1-: From The Bond-man: An antient Storie (London: Printed by Edw: Allde, for Iohn Harison and Edward Blackmore, 1624), by the English playwright Philip Massinger (1583-1640):

Cleon. Where are you, Wife? I faine would goe abroad,
But cannot finde my Slaues, that beare my Litter:
I am tyr’d, your shoulder, Sonne; nay sweet, thy hand too,
A turne or two in the Garden, and then to Supper,
And so to Bed.

2-: From On Sir Edward Giles and his Lady, at Dean Prior, Devon, an epitaph of 1642, by the English poet Robert Herrick (1591-1674)—as published in Select and Remarkable Epitaphs on Illustrious and Other Persons (London: T. Osborne, and J. Shipton, 1757), by John Hackett:

Here’s the Sunset of a tedious Day;
These two asleep are, I’ll but be undrest,
And so to Bed; pray wish us all good Rest.

3-: From the diary of the English cleric Henry Teonge (1621-1690)—as published in The Diary of Henry Teonge, Chaplain on board his Majesty’s Ships Assistance, Bristol, and Royal Oak, Anno 1675 to 1679 (London: Printed by S. and R. Bentley for Charles Knight, 1825):

1st June 1675: I […] com on board the ship Assistance, (then still in the Longe Reach;) dranke part of 3 boules of punch, (a liquor very strainge to me;) and so to bed in a cabin so much out of order, that when I thought to find my pillow on the topp, I found it slipt betweene the coards, and under the bed.

4-: From A Net for the D—l [= Devil]: or, The Town Display’d. A Satyr. Written in a plain English Stile (London: [unknown publisher], 1705):

Some the Day with stricter Notice keep,
Brutes that just rise to Eat, and go to sleep,
Where wallowing again till Night they’re laid,
Then Sup, and sing a Psalm, and so to Bed.

5-: From a letter that the Irish satirist, poet and Anglican cleric Jonathan Swift (1667-1745) wrote to Stella (Esther Johnson – 1681-1728) from London on 31st October 1710—as published in The Works of the Reverend Dr. Jonathan Swift (Dublin: George Faulkner, 1772):

What if a letter from MD 1 should come in the mean time? Why then I would only say, Madam, I have received your sixth letter; your most humble servant to command, Presto 2; and so conclude. Well, now I’ll write and think a little, and so to bed, and dream of MD.

1 MD stands for My Dear.
2 In his letters to Stella, Jonathan Swift called himself Presto (Italian presto translates the English adjective swift).

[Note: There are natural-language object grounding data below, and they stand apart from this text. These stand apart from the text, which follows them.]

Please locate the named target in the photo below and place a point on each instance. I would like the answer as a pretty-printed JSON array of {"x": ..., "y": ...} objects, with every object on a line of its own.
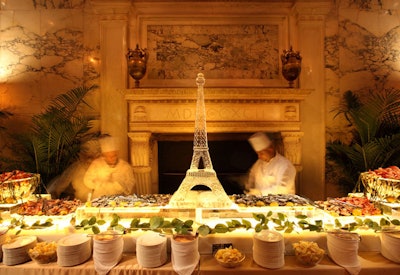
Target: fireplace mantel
[{"x": 170, "y": 111}]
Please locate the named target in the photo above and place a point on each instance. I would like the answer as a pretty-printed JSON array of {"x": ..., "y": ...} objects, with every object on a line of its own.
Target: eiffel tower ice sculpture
[{"x": 185, "y": 197}]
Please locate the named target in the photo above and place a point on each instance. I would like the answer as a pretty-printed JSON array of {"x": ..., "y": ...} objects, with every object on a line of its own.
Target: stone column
[
  {"x": 309, "y": 39},
  {"x": 140, "y": 155},
  {"x": 113, "y": 23}
]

6-: From Sunday in London: Illustrated in Fourteen Cuts, by George Cruikshank 3, and A Few Words By A Friend of His 4; With A Copy of Sir Andrew Agnew’s Bill (London: Effingham Wilson and Thomas Hurst, 1833)—as quoted in The Globe and Traveller (London, England) of 13th May 1833:

Sunday Recreations.—Higher orders.—[…] Sunday papers, sporting and double entendre; home to dress; grand dinner, eating too much, devilish fine; playing too little, pigeons so shy on a Sunday; soiree musicale, d—d bore; conversazione, almost ditto; cursed head-ache, soda and hock, and so to bed rather queerish.—Middle orders—[…] Sunday paper, full of fun, and coming it strong! Jolly good dinner. Jaunt to somewhere—shay or omnibus. Pity poor horses! poor devils! Blow a cloud 5. Three or four grogs—hot with or cold without. Rattle home again. Pity poor devils of horses; quite blowed, and dead beat; cheap riding though. Jolly good supper. A couple of grogs. Another cloud, and so to bed pretty comfortable.

3 George Cruikshank (1792-1878) was an English painter, illustrator and caricaturist.
4 This friend of Cruikshank’s was the journalist and author John Wight.
5 The colloquial phrase to blow a cloud meant to smoke tobacco.